“If the government wins, The Washington Post will cease to exist.” (Fritz Beebe)
“If we don’t hold them accountable, who will?” (Ben Bradlee)
“We can’t hold them accountable if we don’t have a newspaper.” (Kay Graham)
These are three lines from the latest film, The Post, that is bringing audiences to the theater and earning nominations for both Meryl Streep and Tom Hanks for their exceptional performances in Steven Spielberg’s film. Those three lines are also the heart of what the newspaper industry and journalism is all about.
To Tell the truth for the governed and not the government.
The film does a good job at carefully displaying what went on throughout the time of the Vietnam war and how reporters dug a little too deep and nearly put the role of all journalists in jeopardy when one took home top secret documents from the Pentagon in order have the ultimate scoop on the US President.

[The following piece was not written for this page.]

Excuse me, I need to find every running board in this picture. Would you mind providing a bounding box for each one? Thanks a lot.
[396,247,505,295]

It is also a story about the first woman to own her own newspaper in a time when women didn’t talk about those things. Meryl Streep, exceptionally shows the difficulties that the “real life” Kay Graham most notably had to face, both as being a legacy of her father and husband, who fit the role of publisher for The Washington Post, and as proving herself after taking over the paper as someone capable of making the tough decisions — to post or not to post.
Verdict: 5 out of 5
Overall, when looking at all the previous journalism movies going all the way back to the most notable one with Robert Redford and Dustin Hoffman, All The Presidents Men as well as the latest Spotlight starring Mark Ruffalo, Michael Keaton and Rachel McAdams, I would have to say that The Post most definitely measures up to the same standards as its predecessors and I would give it 5 out of five stars for exceptional acting, accurate storytelling and great cinematography. It is my hope that when the Oscar nominations are released that it should at least get a couple of nominations if not wins, but only time will tell.